In the warm and lifelike film "Heat singers", the sound and songs lead the audience through the lives and daily routines of the employees of the municipal heating company of Western Ukraine with a ridiculously long name - IvanoFrankivskTeploKomunEnergo. Here, music is born from Ukraine's collapsing central heating system as a team of dedicated pipe fitters rush from house to house to tame hot fountains. Rumbling radiators and echoing metal intertwine with workers' songs.
For many years, Ivan Vasyliovyčius was the head of the trade union of the IvanoFrankivskTeploKomunEnergo municipal heating company of Western Ukraine. His magnum opus is a union chorus of mechanics, repairmen, dispatchers, accountants and other workers. The folk and patriotic songs they perform in rehearsals become a bridge between the past communist era and the new political and economic reality.
The film "Heat Singers" is a story about the central heating system as a symbol of modern Ukraine. It examines how outdated social structures do not fit into the modern economy but, paradoxically, continue to function. Traces of working-class culture and human warmth serve as a survival mechanism in times of great change.
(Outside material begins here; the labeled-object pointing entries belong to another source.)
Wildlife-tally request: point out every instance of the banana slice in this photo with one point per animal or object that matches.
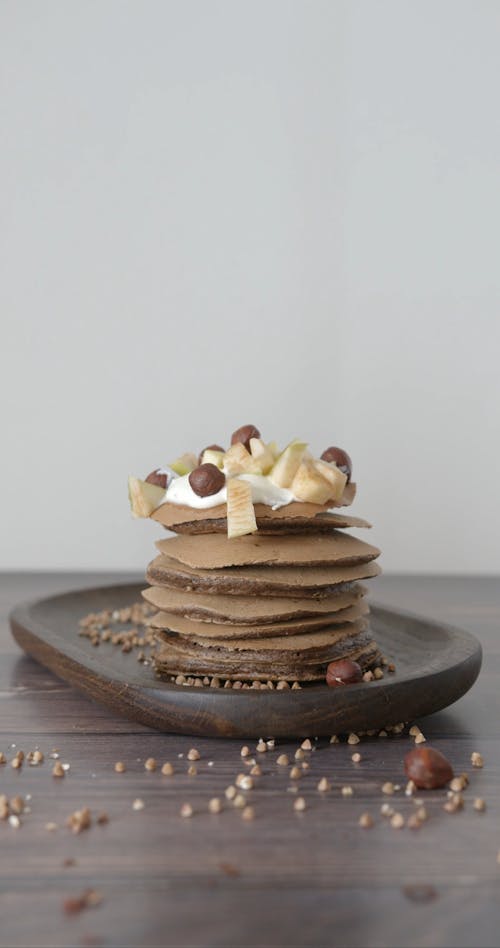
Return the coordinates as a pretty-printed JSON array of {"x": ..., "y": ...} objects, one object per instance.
[{"x": 240, "y": 513}]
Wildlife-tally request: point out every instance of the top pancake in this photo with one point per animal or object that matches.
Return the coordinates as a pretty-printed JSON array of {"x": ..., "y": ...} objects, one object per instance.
[
  {"x": 213, "y": 551},
  {"x": 181, "y": 518}
]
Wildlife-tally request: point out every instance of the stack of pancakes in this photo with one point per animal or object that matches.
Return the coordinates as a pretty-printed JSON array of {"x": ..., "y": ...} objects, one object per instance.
[{"x": 280, "y": 604}]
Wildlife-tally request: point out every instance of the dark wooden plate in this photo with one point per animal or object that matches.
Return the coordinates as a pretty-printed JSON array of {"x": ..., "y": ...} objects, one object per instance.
[{"x": 435, "y": 665}]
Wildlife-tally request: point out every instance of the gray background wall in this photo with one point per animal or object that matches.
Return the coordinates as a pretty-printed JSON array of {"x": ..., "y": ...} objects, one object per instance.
[{"x": 283, "y": 212}]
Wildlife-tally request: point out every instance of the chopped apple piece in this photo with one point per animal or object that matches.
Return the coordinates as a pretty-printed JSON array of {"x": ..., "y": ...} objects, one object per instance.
[
  {"x": 273, "y": 448},
  {"x": 335, "y": 477},
  {"x": 262, "y": 454},
  {"x": 144, "y": 497},
  {"x": 211, "y": 456},
  {"x": 237, "y": 460},
  {"x": 240, "y": 511},
  {"x": 185, "y": 464},
  {"x": 310, "y": 486},
  {"x": 285, "y": 468}
]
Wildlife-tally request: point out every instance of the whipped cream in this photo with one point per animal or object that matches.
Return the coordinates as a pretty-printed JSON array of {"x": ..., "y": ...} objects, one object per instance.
[{"x": 179, "y": 491}]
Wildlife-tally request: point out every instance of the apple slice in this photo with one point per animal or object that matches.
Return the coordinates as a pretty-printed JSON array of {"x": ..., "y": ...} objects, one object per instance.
[
  {"x": 285, "y": 468},
  {"x": 240, "y": 512},
  {"x": 185, "y": 464},
  {"x": 144, "y": 497},
  {"x": 263, "y": 454},
  {"x": 211, "y": 456},
  {"x": 237, "y": 460},
  {"x": 335, "y": 477},
  {"x": 310, "y": 486}
]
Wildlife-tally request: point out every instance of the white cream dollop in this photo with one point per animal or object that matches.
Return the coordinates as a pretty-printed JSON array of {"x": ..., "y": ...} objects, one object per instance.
[{"x": 180, "y": 492}]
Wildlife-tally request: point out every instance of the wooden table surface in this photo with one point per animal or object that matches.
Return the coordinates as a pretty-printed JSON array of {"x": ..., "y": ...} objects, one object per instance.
[{"x": 285, "y": 878}]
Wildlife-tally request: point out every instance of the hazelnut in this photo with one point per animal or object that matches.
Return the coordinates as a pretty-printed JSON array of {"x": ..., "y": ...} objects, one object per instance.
[
  {"x": 158, "y": 478},
  {"x": 242, "y": 435},
  {"x": 428, "y": 768},
  {"x": 340, "y": 458},
  {"x": 209, "y": 447},
  {"x": 206, "y": 480},
  {"x": 343, "y": 672}
]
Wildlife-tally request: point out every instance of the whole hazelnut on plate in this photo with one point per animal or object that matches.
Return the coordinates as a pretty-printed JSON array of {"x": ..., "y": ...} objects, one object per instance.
[
  {"x": 242, "y": 435},
  {"x": 340, "y": 458},
  {"x": 206, "y": 480},
  {"x": 343, "y": 672},
  {"x": 428, "y": 768},
  {"x": 158, "y": 478}
]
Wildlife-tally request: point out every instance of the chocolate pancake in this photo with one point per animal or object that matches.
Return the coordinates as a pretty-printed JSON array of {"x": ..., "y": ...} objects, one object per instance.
[
  {"x": 288, "y": 581},
  {"x": 197, "y": 629},
  {"x": 302, "y": 658},
  {"x": 321, "y": 523},
  {"x": 180, "y": 518},
  {"x": 246, "y": 610},
  {"x": 215, "y": 552}
]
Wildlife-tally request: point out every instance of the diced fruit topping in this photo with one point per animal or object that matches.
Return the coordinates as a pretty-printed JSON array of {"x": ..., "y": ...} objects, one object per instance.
[
  {"x": 144, "y": 497},
  {"x": 185, "y": 464},
  {"x": 340, "y": 458},
  {"x": 286, "y": 466},
  {"x": 428, "y": 768},
  {"x": 206, "y": 480},
  {"x": 240, "y": 510},
  {"x": 343, "y": 672},
  {"x": 213, "y": 456},
  {"x": 157, "y": 477},
  {"x": 310, "y": 486},
  {"x": 334, "y": 476},
  {"x": 210, "y": 447},
  {"x": 262, "y": 453},
  {"x": 239, "y": 461},
  {"x": 242, "y": 435}
]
Director Nadia Parfan has been watching the choir of heating company workers since childhood
Film director Nadia Parfan studied cultural studies and social anthropology, received a Gaude Polonia scholarship and completed documentary film directing courses at the Andrzej Wajda Film School in Warsaw. Since 2014 Nadia creates films as a writer and director. Her debut with the film "Heat singers" took place at the "Visions du Reel" international competition, and was rated as the best documentary film by the Ukrainian Film Academy and the Ukrainian Film Critics Association.
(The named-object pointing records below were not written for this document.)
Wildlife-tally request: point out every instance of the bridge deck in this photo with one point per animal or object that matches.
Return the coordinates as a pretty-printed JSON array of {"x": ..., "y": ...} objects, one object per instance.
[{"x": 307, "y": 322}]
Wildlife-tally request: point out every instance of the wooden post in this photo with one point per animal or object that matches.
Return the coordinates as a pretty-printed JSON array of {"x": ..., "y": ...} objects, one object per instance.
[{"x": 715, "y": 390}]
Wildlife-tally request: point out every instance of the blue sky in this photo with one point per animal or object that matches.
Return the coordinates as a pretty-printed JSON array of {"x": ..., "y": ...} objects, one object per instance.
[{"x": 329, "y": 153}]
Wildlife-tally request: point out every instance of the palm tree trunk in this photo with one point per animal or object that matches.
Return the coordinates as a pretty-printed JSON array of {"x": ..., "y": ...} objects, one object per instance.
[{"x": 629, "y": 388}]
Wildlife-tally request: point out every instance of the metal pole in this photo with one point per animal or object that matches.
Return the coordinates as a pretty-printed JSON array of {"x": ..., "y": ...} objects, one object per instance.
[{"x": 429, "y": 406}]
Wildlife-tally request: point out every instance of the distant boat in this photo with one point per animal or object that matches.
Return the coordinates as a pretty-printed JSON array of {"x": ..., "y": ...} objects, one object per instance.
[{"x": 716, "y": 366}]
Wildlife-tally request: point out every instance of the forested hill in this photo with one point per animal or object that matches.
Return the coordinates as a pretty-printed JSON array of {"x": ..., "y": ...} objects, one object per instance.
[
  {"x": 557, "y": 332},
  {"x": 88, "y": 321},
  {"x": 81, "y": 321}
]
Nadia Parfan's grandfather founded and managed the first central heating company in Ivano-Frankivsk, western Ukraine, in the 1960s. Her mother has been working there since Parfan was born and attends the company choir's recital every week. One day, Nadia Parfan decided to join her mother by carrying a camera.
"When I came to the recital, I expected to see sly civil servants deceiving their bosses - pretending to sing in a choir to avoid having to work. But what I saw there really surprised me. The recitals take place in a hall next to a huge workshop with spinning machines and pipes. I could clearly hear the joy of the choristers being together - one of the rarest and most beautiful things that can happen to a group of people in our lonely XNUMXst century," shares the director, remembering how the idea of the film was born.
Nadia Parfan's previous film was about two young Ukrainians who fled to the West hoping to become rock stars. Their music eventually took them where no one would expect to find something musical. “In a way, Heat singers is a further step in my personal journey of exploring the most magical things in life: beauty is inevitable; music knows no bounds; creativity is an essential human need - along with food, sleep and warmth," says N. Parfan.
Municipal services in Ukrainian cities changed rapidly before the war, as did many things in the country after the Maidan revolutions of 1991, 2004 and 2014. While the old system was being dismantled, there was still a lack of clear visions of an alternative. The film Heat singers is particularly relevant in today's context as it portrays a return to the basic need to be warm and safe here and now, and even more so in the future.
Event free, but those who come to the screening are invited to make a voluntary donation to funds and initiatives that help Ukrainian freedom fighters.